Inheritance taxes apply to the worldwide estate of any resident in Italy at the time of their death. The country has some of Europe’s lowest inheritance tax rates, ranging between 4% and 8%.

The tax-free allowance is up to €1 million, meaning most direct descendants do not need to pay inheritance or gift tax on the deceased estate. However, inheritance declarations must be submitted within six months of the benefactor’s death.

According to The Worldwide Estate and Inheritance Tax Guide 2023 (WEITG), the law provides specific rules for determining the taxable base for each transferred asset.

Healthcare for pensioners and those who retire in Italy

The country’s healthcare system operates a national health service (Servizio Sanitario Nazionale, SSN), providing universal coverage to all Italian citizens and legal residents.

The SSN supports doctor visits, hospital care, diagnostic tests, and prescription medications. It prioritizes preventive care and early diagnosis, promoting well-being among retirees.

A nurse helps an older man - in hospital - by combing his hair
Photo: FredFroese via Getty Images

Italy ranks highly for the quality and efficiency of its healthcare system, with only 1.8% of citizens having unmet medical needs, according to the European Commission. Apparently, its nation is also one of the healthiest in the world.

When you retire in Italy as an expat and establish residency, you’re entitled to the same healthcare benefits as Italian nationals.

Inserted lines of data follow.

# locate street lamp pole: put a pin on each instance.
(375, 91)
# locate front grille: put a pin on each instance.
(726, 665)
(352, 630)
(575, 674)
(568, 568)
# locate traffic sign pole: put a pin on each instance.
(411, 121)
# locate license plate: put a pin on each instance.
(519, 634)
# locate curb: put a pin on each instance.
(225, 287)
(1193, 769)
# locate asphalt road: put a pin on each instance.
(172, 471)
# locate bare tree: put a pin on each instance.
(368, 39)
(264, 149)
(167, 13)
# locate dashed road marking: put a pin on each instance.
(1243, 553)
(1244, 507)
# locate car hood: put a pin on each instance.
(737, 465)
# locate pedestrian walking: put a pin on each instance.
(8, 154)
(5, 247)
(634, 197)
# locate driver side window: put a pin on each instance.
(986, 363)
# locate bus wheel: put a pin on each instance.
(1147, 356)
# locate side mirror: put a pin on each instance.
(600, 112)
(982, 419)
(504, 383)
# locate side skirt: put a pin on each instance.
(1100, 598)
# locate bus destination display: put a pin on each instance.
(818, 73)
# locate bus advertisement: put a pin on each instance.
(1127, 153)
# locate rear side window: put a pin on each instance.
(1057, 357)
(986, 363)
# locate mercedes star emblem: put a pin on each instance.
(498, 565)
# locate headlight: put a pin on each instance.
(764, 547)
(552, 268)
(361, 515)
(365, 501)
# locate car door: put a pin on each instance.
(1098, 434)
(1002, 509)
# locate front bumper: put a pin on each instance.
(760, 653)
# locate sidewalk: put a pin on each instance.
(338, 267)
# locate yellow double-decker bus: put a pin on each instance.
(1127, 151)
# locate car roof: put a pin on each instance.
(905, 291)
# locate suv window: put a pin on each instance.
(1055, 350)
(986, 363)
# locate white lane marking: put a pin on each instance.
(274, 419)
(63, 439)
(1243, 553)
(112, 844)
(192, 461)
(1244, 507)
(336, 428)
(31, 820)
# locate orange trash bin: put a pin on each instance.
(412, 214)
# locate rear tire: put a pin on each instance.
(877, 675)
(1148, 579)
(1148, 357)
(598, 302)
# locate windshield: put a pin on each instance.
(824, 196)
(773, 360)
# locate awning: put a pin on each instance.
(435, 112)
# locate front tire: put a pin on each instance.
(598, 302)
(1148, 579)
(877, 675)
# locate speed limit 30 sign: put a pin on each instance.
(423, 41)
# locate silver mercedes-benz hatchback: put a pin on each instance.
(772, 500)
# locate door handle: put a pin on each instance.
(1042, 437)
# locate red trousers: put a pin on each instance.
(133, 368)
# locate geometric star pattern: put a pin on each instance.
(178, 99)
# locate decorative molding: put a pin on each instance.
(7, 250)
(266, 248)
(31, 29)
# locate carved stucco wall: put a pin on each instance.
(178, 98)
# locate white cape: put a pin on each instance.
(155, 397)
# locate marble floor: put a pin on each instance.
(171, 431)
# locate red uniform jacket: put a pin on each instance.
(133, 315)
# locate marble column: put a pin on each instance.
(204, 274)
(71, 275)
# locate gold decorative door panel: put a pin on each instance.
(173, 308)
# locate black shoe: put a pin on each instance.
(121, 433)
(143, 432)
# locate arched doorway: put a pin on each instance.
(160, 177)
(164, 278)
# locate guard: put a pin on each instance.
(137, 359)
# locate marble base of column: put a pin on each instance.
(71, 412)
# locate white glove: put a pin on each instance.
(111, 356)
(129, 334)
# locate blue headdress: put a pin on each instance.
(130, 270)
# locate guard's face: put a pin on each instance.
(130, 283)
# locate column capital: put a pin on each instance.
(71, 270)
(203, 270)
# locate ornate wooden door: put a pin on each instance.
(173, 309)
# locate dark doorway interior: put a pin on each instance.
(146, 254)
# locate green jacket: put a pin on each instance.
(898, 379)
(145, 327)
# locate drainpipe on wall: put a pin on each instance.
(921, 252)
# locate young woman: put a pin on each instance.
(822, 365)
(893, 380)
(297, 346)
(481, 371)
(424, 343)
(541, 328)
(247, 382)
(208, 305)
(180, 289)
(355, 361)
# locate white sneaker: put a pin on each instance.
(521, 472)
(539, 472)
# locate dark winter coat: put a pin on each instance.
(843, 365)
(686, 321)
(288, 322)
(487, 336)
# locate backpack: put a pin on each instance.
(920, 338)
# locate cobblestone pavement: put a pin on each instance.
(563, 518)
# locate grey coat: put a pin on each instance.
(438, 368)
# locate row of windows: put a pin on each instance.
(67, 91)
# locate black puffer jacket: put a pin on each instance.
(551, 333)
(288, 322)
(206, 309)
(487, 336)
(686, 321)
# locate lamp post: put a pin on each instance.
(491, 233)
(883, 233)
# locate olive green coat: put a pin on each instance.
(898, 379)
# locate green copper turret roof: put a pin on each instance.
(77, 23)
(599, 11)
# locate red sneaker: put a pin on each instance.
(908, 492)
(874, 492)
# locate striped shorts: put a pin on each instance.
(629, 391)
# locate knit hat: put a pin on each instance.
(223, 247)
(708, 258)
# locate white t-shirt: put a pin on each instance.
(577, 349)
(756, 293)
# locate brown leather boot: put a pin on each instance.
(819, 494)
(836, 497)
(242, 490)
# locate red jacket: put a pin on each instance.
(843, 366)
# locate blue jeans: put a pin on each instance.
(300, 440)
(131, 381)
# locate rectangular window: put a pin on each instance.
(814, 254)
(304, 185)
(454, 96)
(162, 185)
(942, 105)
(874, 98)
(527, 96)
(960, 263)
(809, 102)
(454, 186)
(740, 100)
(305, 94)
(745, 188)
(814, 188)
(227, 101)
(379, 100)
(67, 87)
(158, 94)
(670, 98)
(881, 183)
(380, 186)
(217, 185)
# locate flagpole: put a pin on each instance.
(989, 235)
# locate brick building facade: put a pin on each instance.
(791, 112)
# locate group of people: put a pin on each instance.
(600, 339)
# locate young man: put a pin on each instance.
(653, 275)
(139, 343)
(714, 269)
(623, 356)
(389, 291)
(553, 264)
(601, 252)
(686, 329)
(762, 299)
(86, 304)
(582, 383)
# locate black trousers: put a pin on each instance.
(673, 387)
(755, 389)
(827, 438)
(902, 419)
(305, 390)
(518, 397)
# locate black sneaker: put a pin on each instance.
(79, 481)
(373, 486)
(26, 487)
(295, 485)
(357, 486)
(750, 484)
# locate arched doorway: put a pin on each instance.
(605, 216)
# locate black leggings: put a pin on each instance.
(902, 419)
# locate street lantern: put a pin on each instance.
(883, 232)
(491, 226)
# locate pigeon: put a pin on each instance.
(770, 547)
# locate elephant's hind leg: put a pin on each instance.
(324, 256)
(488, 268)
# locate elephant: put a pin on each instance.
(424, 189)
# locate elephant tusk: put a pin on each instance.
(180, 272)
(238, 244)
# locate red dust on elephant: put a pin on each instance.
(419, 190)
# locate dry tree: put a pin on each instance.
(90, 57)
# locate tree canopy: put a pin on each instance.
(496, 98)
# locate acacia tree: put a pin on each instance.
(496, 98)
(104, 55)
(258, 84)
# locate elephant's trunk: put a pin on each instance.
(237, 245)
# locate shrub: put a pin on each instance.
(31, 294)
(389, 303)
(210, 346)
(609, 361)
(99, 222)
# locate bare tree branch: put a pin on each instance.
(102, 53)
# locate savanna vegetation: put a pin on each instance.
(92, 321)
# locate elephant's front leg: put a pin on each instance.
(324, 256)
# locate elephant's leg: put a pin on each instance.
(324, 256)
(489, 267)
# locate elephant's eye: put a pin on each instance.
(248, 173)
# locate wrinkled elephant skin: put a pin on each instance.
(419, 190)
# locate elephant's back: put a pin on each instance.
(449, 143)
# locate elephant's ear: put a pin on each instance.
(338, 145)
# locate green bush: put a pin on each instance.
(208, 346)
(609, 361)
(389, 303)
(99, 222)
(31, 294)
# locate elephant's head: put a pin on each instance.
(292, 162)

How to access the healthcare system when you retire in Italy

For international retirees, enrolling in the SSN is essential for accessing public healthcare services. You’ll need your Italian tax identification number (codice fiscale) and proof of residency to register. Simply visit your local health authority (Azienda Sanitaria Locale, ASL) office to complete the registration process.

You’ll want to consider supplementing your public coverage with private health insurance, as it gives you access to private hospitals and specialists with shorter waiting times. It can also offer peace of mind for pensioners seeking more extensive medical services.

Private health insurance companies in Italy

Companies providing international-friendly health insurance plans in Italy include:

Other support for pensioners in Italy

You can enjoy several other benefits when you retire in Italy.

Public transport discounts are widely available to seniors. For example, a Silver Card (Carta d’Argento) is available to anyone over 60. This train pass will get you a 15% discount on most Italian train tickets and 10% off couchette or sleeper fares.

In addition, you get access to the Euro Rail system with 25% off travel between European countries. Some trains, such as the Frecce, Intercity, and Intercity Night trains within Italy, offer seniors a 50% discount.

Many hotels in Italy also offer pensioners around 10% discount on their best rates.

You’ll also enjoy special deals or free entry across the country’s museums and sights. However, since their management isn’t centralized, rules can differ significantly between cities. In some cases, discounts are time-specific.

A language tip is to use the terms anziano (for men), anziana (for women), or pensionato (retiree) when inquiring about discounts. You may also need to present some form of local identification to prove your age.